The event payload should include:

- action: `start` or `stop`;
- previous status;
- next status;
- boundary: `control`, `bootstrap`, `shutdown`, `lifecycle_sleep`, or
  `message_admission`;
- affected run id, task ids, workspace occupancy id, and evidence strings when
  present.

## Migration Plan

### Step 1: Document And Gate Deprecated Actions

- Add this RFC.
- Mark `Pause` and `Resume` as lifecycle concepts to remove from the primary
  operator surface.
- Accept request-facing aliases as deprecated compatibility shapes:
  `pause -> stop` and `resume -> start`.
- Return start/stop guidance in user-facing lifecycle errors and docs.

### Step 2: Introduce `Start` And Executor Control Entry

- Add `ControlAction::Start`.
- Implement `SchedulerDecisionExecutor::apply_control` for `Start` and `Stop`.
- Keep old action variants only as temporary parser aliases if needed.
- Add tests for stopped queue gating and start reactivation.

### Step 3: Contain Legacy `Paused`

- Stop generating `AgentStatus::Paused` from lifecycle control.
- Keep `AgentStatus::Paused` readable as a legacy persisted posture until a
  storage migration removes or rewrites old ledgers.
- Treat legacy paused agents as non-runnable in scheduler, message dispatch,
  waiting, and task posture gates.
- Replace lifecycle pause/resume tests with stopped/start tests while retaining
  narrow legacy-state coverage where persisted-state compatibility matters.

### Step 4: Make Stop Resource Semantics Explicit

- Abort current run on stop.
- Release workspace occupancy on stop.
- Clear sleep/wake autonomous posture on stop.
- Request cancellation or interruption for runtime-owned active tasks on stop.
- Transition runtime-owned active tasks to cancelled/interrupted according to
  task reducer rules.
- Ensure stopped agents do not emit work-queue or wake-hint system ticks.

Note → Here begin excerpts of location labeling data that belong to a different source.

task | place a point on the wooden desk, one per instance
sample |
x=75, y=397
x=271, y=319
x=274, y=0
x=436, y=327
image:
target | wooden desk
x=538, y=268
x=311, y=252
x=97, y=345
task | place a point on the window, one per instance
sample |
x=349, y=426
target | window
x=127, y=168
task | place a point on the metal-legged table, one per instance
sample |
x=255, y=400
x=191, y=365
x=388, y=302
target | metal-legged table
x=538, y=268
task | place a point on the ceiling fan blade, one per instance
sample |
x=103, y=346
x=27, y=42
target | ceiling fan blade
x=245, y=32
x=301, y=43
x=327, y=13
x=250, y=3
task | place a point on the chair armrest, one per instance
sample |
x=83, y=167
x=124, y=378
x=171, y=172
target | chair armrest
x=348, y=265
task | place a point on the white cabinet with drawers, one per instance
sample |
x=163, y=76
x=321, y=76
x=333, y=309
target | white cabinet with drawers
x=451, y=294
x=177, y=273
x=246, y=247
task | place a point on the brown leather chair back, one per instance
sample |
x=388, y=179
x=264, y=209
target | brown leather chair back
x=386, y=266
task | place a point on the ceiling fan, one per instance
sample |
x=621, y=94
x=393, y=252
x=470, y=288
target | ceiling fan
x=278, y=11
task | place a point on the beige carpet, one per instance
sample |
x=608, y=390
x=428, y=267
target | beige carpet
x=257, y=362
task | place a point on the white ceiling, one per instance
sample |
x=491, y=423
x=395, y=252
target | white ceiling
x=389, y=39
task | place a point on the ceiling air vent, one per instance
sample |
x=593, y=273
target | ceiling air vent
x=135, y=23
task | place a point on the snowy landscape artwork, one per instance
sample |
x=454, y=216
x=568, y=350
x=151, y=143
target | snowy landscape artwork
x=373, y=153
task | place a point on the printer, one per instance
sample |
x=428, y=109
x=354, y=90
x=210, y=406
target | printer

### Step 5: Move Remaining Posture Writes Behind Executor Methods

- Bootstrap recovery uses `bootstrap_recovered`.
- Message admission wake uses `admit_message_wake`.
- Sleep transition uses `transition_to_sleep`.
- Shutdown uses `request_shutdown`.
- Lifecycle control uses `apply_control`, records `scheduler_posture_decision`
  evidence, and returns external cleanup obligations to the caller.

## Verification Plan

Add focused tests for:

- stopped agent does not dequeue queued messages;
- `Start` does not directly create a model turn;
- `Start` hands queued work to scheduler on the next run-loop decision;
- `Stop` aborts current run and records `current_run_aborted`;
- `Stop` releases workspace occupancy;
- `Stop` clears sleep/wake autonomous posture;
- `Stop` interrupts or cancels runtime-owned active tasks through the task
  reducer;
- task result arriving after stop is durable evidence but does not cause model
  reentry;
- no direct `AgentState.status = ...` writes remain outside scheduler posture
  helpers for lifecycle-controlled fields.

## Open Questions

- Should request-facing `pause` map to `stop`, or should it be rejected with a
  clear error?
- Should request-facing `resume` map to `start`, or should it be rejected with a
  clear error?
- Do externally-owned child agents need a separate stop policy from
  runtime-owned command tasks?
- Should `Start` reacquire the last active workspace immediately or only when a
  tool/execution path needs it?

## Relationship To Other RFCs

- [Runtime Scheduler Contract]./runtime-scheduler-contract.md: owns next-action
  decisions for runnable agents.
- [Agent Control Plane Model]./agent-control-plane-model.md: owns the broader
  agent-plane control and inspection surfaces.
- [Command Tool Family]./command-tool-family.md: owns per-task command control,
  including `TaskStop`.
- [Workspace Binding and Execution Roots]./workspace-binding-and-execution-roots.md:
  owns workspace binding and execution-root projection.